Lamport's logical clocks and the Ricart–Agrawala Distributed Mutual Exclusion algorithm in Python

Marton Trencseni - Sun 13 July 2025 - Programming

Introduction

In the previous article I gave an implementation of Lamport's Bakery algorithm in Python using HTTP Flask servers. Here, I replace the worker processes from that implementation with a version that uses the Ricart–Agrawala Distributed Mutual Exclusion algorithm, using Lamport's logical clocks.

The code is on Github: mtrencseni/dca/dme/python.

Lamport's logical clocks

Distributed systems have no shared wall clock, so we need a way to talk about before and after without assuming some shared time that everybody agrees on. Lamport’s logical clock design is simple:

Each process carries a counter. It’s just an int called clock.
Every local event (including sending a message) increments the counter by 1 and stamps the event with the new value.
Every received message brings its own timestamp called msg_ts.

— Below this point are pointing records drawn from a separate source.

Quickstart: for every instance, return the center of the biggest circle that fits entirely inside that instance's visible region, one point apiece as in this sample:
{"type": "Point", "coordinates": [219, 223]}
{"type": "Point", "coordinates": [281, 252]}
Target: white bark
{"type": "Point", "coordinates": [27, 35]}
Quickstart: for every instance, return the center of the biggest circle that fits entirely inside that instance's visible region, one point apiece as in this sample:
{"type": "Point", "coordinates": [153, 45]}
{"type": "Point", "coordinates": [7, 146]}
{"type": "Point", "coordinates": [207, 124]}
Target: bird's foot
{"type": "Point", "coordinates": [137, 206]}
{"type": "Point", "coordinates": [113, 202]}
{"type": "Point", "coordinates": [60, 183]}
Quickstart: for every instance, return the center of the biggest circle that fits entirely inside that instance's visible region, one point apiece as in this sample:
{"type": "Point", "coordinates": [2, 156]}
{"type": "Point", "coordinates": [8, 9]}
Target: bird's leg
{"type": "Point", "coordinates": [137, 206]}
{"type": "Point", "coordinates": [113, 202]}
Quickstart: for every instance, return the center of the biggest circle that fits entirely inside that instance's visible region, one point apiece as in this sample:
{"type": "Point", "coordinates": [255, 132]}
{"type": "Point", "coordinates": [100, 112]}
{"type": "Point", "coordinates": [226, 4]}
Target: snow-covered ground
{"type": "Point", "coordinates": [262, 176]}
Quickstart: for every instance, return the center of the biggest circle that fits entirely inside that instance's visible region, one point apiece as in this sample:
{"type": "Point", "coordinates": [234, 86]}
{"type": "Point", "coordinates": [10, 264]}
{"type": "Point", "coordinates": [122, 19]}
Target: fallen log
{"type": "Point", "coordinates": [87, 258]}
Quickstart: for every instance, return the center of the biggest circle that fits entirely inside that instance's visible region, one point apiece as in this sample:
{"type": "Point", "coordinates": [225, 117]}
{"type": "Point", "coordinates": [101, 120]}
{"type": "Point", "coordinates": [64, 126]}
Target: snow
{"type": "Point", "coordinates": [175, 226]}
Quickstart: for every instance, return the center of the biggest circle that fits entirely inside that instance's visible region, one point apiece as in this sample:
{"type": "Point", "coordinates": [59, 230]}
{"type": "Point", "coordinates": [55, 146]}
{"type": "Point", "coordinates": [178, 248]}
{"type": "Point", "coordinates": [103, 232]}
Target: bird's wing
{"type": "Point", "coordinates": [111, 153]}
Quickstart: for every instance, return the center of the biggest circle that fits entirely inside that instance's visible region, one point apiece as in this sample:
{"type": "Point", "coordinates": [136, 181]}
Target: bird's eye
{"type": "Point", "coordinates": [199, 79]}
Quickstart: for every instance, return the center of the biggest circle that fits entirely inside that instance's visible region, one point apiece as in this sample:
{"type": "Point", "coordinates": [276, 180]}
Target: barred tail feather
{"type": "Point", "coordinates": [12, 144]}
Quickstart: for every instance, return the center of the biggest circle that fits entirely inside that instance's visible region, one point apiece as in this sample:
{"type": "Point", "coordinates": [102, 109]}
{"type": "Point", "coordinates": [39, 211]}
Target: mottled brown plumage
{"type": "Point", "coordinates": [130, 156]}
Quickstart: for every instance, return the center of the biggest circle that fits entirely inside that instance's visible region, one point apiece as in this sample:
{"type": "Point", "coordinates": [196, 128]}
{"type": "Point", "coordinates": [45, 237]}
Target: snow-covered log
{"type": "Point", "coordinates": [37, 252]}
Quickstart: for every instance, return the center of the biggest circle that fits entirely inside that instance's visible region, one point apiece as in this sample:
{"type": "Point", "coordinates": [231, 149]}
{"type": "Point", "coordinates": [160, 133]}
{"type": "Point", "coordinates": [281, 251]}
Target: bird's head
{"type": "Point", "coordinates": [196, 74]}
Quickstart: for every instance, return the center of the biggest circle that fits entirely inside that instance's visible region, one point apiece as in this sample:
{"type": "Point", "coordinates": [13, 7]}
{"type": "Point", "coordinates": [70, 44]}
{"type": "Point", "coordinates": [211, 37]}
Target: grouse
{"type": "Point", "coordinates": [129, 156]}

On receive, set clock = max(clock, msg_ts) + 1.

That's it! What these stamps guarantee:

If event A could have influenced event B—i.e., A → B in Lamport’s happens-before relation—then timestamp(A) < timestamp(B). Causality never flows “backwards.”
The reverse is not true: a smaller number doesn’t prove causality; two independent events may just get different numbers.

Because numbers are total-ordered integers, you can always break ties deterministically (ie. if timestamps are equal, break the tie by comparing process_id or node_id), giving a single global order everyone agrees on—perfect for mutual-exclusion queues, totally ordered logging, or snapshot algorithms.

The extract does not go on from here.